Research fellow: Katie Heisler
Hometown: Mahwah, NJ
School: Roger Williams University
Major: Marine Biology; minor, Mathematics
Mentor: Roxanna Smolowitz
Project: Is neoplasia in hard clams infectious?
Katie Heisler decided at a young age that she wanted to work with marine animals.
“I knew from early childhood that I wanted to be a marine veterinarian,” she says. “We went to North Carolina every summer and I’d always go to the sea turtle rehabilitation shelter, and see all the injured sea turtles.”
This summer, the senior has positioned herself exactly where she wants to be, working on her first full-time research project under the guidance of Assistant Professor Roxanna Smolowitz, helping investigate how hard clams in the Wellfleet, Mass., harbor are getting infected with a deadly disease.
Pausing from her research in the RWU aquatic diagnostic lab, Heisler explains that the disease, neoplasia, causes obstructions in the vascular system of the clams: “Large, abnormal cells take the place of hemocytes, normal blood cells, and cause them to be sick. They surface and die.”
The prevalence of the disease has seen an increase and posed a significant impact on the aquaculture industry in the harbor, sparking concern about the potential spread of the disease, which only arises from May to June.
Using a syringe, Heisler explains, she has injected the diseased cells both into healthy clams and directly into the water where healthy clams are kept to help determine how the disease is transmitted — from clam to clam or through the water. The experiment also is being done at two different temperatures to determine whether the warming waters of climate change might play a role.

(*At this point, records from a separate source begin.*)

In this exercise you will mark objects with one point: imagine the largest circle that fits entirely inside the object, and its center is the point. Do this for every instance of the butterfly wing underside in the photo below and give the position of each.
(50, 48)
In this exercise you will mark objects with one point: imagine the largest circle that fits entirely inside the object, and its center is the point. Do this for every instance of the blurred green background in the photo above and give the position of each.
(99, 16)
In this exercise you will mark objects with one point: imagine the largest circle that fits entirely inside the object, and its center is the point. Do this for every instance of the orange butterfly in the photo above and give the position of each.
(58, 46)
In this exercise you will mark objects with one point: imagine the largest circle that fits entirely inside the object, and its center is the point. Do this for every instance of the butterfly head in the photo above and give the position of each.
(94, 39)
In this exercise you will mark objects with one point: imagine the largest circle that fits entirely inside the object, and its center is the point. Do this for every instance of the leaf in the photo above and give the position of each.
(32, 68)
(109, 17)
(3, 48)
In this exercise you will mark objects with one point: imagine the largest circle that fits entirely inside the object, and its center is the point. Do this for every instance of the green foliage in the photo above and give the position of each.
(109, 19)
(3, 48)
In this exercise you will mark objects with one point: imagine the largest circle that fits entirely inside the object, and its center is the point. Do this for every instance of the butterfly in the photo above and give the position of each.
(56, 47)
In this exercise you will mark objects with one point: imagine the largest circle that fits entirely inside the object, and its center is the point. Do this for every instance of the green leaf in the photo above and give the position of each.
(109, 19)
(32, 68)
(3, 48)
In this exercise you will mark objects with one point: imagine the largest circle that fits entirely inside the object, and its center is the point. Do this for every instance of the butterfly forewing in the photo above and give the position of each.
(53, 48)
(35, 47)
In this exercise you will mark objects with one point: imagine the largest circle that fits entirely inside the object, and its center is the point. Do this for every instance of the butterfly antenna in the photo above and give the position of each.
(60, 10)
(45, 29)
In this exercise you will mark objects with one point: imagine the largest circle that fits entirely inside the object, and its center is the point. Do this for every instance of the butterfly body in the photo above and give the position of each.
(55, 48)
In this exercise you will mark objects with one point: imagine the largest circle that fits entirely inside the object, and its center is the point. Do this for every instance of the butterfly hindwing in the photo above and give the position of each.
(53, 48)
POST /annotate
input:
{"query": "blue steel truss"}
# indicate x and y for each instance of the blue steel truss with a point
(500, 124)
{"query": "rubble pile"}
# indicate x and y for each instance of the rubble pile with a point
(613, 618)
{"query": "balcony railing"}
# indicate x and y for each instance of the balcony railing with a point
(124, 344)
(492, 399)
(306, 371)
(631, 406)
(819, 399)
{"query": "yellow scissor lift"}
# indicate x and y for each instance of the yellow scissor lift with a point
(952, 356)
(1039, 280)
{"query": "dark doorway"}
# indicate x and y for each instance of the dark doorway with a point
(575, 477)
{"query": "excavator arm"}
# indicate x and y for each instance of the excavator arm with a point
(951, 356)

Heisler, who hopes to go onto veterinary school, spent time abroad in Bermuda during the fall semester, conducting a four-week research project that looked at the rocky intertidal zone. She also worked in a lab last summer.
“This is my first experience working on my own,” says Heisler of her RI EPSCoR Summer Undergraduate Research Fellowship (SURF) project. “I was a little nervous at first, but I’ve had a blast. It’s a lot of hard work. I’ve had help, though, and it’s good to be able to bounce ideas off of people. It’s helped confirm that this is what I want to do.”